After 72 days lost in the Andes, they were all finally safe.

The return home

News of the so-called “miracle in the Andes” quickly spread around the world. Elation over the rescue soon gave way to horror when the survivors admitted they had eaten human flesh to stay alive.

On the left, Chilean Army officers escort Uruguayan rugby player Fernando Parrado; On the right, crash survivor Carlos Paez is joyfully reunited with his father.
Chilean Army officers escort Uruguayan rugby player Fernando Parrado (center, left photo) following his rescue after he and fellow survivor Roberto Canessa hiked from the crash site in search of help. On the right, crash survivor Carlos Paez is joyfully reunited with his father. 
Photograph by Bettmann Archive, Getty Images

They defended their actions. “You can’t feel guilty for doing something you didn’t choose to do,” Canessa told The Washington Post in 1978.

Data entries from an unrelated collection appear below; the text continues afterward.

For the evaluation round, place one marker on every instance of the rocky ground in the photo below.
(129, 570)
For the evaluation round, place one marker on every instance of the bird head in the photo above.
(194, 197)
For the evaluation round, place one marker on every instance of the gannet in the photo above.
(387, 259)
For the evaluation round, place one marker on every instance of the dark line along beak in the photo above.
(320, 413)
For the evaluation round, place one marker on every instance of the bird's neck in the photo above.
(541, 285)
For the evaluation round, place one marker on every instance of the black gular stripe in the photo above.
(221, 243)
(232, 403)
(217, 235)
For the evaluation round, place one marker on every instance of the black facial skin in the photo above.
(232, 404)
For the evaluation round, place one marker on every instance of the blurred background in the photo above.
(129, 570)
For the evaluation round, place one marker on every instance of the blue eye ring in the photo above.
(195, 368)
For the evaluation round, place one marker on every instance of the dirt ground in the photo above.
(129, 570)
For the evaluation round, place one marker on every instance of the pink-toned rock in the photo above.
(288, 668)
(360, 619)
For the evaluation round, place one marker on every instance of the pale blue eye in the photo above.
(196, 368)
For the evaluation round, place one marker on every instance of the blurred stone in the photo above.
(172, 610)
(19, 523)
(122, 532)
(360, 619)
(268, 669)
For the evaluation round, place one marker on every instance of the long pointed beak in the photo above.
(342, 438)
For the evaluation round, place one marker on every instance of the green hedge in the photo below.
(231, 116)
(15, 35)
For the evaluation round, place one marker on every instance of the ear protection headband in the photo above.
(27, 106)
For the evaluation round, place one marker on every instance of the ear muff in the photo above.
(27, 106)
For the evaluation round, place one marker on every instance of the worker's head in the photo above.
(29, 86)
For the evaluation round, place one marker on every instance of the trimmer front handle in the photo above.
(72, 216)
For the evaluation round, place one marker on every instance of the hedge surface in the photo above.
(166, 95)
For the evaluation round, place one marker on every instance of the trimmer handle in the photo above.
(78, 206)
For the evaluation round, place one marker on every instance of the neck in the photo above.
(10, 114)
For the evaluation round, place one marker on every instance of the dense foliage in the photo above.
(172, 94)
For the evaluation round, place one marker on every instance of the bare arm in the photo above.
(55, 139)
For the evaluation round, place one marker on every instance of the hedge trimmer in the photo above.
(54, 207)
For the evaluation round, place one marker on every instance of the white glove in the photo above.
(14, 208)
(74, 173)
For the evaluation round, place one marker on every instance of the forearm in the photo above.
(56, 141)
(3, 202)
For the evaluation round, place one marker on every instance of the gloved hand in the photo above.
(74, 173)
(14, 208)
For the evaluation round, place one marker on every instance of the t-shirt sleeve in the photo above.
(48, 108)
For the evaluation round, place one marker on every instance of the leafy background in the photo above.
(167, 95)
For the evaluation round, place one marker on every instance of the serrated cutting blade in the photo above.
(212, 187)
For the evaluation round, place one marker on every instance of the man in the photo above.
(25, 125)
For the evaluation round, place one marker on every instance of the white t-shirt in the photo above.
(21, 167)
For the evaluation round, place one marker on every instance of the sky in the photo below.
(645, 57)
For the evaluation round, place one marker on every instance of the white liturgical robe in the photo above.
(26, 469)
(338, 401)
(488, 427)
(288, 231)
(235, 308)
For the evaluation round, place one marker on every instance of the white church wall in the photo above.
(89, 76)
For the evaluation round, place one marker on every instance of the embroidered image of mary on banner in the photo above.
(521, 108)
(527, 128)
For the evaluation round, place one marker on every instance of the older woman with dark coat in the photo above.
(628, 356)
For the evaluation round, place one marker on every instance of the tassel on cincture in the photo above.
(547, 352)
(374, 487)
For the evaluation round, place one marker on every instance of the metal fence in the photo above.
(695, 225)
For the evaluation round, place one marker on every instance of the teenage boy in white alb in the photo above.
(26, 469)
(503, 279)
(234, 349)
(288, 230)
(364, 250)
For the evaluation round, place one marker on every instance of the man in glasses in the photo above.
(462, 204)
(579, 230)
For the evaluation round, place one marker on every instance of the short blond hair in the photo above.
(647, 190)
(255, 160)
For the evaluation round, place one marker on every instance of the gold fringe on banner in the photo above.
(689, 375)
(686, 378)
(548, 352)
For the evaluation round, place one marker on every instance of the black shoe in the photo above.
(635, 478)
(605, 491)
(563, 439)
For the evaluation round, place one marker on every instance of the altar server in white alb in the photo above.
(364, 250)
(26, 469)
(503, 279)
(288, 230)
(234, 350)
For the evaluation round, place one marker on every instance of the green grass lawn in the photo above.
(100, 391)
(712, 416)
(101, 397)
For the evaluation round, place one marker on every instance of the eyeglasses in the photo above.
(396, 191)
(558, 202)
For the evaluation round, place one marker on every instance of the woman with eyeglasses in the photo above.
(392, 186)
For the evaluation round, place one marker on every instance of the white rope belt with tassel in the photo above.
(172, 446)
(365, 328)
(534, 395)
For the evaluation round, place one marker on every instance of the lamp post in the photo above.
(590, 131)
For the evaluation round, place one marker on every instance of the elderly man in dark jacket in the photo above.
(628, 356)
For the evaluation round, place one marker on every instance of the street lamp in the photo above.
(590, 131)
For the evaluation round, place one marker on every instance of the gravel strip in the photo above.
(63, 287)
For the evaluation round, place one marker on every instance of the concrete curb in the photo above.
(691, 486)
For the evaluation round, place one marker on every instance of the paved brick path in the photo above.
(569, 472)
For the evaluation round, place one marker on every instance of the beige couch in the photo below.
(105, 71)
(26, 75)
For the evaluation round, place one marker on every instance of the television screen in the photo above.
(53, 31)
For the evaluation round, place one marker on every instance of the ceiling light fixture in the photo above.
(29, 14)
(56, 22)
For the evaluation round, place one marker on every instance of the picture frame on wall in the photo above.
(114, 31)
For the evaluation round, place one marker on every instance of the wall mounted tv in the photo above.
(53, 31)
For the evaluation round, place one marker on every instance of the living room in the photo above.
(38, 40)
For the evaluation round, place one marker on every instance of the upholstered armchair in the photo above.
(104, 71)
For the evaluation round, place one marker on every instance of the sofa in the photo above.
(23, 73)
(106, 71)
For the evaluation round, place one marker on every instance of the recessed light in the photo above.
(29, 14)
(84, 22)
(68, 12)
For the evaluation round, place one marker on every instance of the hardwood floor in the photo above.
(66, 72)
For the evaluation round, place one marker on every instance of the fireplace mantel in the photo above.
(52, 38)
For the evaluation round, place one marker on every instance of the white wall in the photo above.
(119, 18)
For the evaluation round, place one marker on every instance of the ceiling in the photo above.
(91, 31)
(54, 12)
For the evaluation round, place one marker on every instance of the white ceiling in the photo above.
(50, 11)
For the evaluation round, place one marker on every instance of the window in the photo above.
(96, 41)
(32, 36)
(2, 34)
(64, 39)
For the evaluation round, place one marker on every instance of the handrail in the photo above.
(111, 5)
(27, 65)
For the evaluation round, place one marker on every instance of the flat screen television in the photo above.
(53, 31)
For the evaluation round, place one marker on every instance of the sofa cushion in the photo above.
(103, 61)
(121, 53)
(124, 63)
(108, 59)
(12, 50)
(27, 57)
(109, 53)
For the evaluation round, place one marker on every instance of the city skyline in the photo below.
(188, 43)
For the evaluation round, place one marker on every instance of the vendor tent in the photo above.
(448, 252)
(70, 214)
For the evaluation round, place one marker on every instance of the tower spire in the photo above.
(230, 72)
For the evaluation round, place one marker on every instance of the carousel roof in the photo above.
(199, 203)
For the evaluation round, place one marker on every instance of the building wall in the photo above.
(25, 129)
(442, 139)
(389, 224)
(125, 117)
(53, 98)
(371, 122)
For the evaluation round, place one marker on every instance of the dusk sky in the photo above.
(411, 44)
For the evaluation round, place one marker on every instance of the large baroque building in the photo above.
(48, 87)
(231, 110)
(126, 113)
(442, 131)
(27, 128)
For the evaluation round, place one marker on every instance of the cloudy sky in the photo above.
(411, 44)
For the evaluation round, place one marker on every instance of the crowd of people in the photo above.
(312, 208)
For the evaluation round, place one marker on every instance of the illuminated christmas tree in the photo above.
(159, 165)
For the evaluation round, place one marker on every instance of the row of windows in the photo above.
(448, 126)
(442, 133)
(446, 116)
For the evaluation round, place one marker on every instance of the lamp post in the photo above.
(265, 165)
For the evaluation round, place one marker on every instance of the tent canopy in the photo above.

Nonetheless, the survivors carried the memory of cannibalism with them in the decades that followed. In his memoir, Canessa explained, “For us, taking this leap was a final break, and the consequences were irreversible: We were never the same.”

Though 16 young men came down the mountain, the remains of those who did not survive would never leave the Andes. They were laid to rest near the place where they died.

Members of a group, including relatives of passengers of the Uruguayan Air Force plane that crashed in the remote Andes Mountains in the Argentine province of Mendoza, on the border with Chile, on October 13, 1972, with 45 people aboard, including members of a rugby team, ride on horseback through the mountains to the site.
Flight 571 crashed in the remote Andes Mountains on the Argentine border with Chile—and the survivors were ultimately rescued with the help of local farmers. In this image, relatives of passengers who died ride on horseback to visit the site.
Photograph by Mariana SUAREZ, AFP/ Getty Images
Picture of the cross on the grave of the victims of the Andes flight disaster of 1972 with mountains in the background.
Those who lost their lives in the crash and in the 72 days that followed were laid to rest near the place where they died. Their gravesite is marked here by a cross.
Photograph by MARIANA SUAREZ, AFP/Getty Images

The story of Flight 571 easily could have ended as a tragic mystery, a tale of how all the people on the plane had been lost in the Andes.

But the survivors rewrote that story by saving themselves.